Prince Stolas, Vaggie knew, was the only notable child of King Paimon and kept watch over the movements of stars and planets as his domain. It was a prophetic position, some said, or at least as close to prophetic as anything could possibly be; that kind of power made Vaggie nervous.
Blitzø didn’t seem to have that same problem.
“How do you know a Goetian prince again?”
“It’s a long fucking story,” Blitzø said unhelpfully, his eyes on the high stone wall that surrounded the property of the manor house that sat a short distance outside of Pentagram City.
“But he’s a friend of yours,” Vaggie guessed, one eyebrow raised as she watched the imp begin scaling the wall.
Blitzø made a noise that was somewhere between a scoff and a grunt of effort. “I wouldn’t go that far.”
“Uh-huh. Why aren’t we going through the gate?”
“Because,” Blitzø said, grabbing onto the top of the wall, “I am an imp, you are a nobody, and we are not supposed to be trespassing on Goetian royal grounds in the middle of the night. Besides, he’s in the middle of a divorce and his harpy of a wife might be keeping tabs on the building and I don’t wanna deal with the bullshit drama that’d follow if that’s the case.” He hauled himself up, crouching on the stone. “It’s fine, this is how I alw—shit…!” The last word came out as a squeak as he lost his balance, toppled over the wall, and landed in what sounded like some plants.
Vaggie sighed, then crouched and leaped up, landing on the top of the wall. She looked down at where Blitzø was gracelessly detangling himself from a plant that looked suspiciously like it was either trying to cuddle him or eat him. “Need help?”
“I am a very capable young woman.”
“Wonderful.” She jumped down, landing silently on the grass and waiting for him to roll out of the foliage. While he uttered a long string of curses, most of which Vaggie had never heard before, she examined the house. It was so… weird, how much even Hellborn architecture looked like shit that she could have easily seen in life. Demon or not, even she could tell this guy was absolutely loaded.
But I guess it wouldn’t be Hell if it didn’t have rich people.

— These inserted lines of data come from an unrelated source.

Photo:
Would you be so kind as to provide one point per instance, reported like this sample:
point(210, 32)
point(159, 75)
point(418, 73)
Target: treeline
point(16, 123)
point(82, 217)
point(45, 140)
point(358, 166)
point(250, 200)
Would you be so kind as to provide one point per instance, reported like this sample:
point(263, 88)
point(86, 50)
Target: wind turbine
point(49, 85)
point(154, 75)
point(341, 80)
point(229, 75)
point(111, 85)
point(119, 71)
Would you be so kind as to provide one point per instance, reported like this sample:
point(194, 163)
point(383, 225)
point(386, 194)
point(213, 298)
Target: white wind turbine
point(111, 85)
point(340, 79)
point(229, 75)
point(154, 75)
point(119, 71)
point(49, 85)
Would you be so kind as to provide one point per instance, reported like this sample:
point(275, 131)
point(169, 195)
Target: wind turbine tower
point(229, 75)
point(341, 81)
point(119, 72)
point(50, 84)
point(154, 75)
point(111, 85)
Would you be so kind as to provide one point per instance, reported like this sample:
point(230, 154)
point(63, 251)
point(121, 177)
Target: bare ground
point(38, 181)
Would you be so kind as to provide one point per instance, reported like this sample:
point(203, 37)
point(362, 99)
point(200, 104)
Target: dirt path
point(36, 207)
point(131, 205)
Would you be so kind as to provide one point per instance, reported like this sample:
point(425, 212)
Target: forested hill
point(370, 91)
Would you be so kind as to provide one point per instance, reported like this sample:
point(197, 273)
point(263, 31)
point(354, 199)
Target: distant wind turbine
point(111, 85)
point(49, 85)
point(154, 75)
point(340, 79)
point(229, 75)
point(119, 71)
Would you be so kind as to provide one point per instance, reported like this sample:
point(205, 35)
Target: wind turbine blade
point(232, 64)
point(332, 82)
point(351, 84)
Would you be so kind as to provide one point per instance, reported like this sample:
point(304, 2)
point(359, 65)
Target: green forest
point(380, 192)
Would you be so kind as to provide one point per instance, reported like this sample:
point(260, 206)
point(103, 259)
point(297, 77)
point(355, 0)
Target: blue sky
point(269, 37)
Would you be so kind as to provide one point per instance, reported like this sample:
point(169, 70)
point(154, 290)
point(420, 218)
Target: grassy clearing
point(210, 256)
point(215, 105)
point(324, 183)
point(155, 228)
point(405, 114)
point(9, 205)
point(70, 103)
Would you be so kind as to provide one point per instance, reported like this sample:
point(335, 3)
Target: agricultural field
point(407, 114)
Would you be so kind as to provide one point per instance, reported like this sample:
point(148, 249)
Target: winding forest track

Blitzø stumbled up next to her, brushing soil off of his coat. “Okay, all good. See that balcony?” he asked, pointing up and drawing her eye to a large stone platform jutting out of the wall, beyond which she could see two open doors that led into a dark room.
“…we’re not breaking into his bedroom, are we?” Vaggie asked as they darted across the lawn as quietly as they could.
“No, of course not,” Blitzø said, taking hold of the trellis and grinning at her. “The door’s open, we’re just walking in.”
Vaggie resisted the urge to groan as the imp began scaling the trellis with impressive speed. “I see why your employees always seem so pissed at you,” she hissed before she began following him up.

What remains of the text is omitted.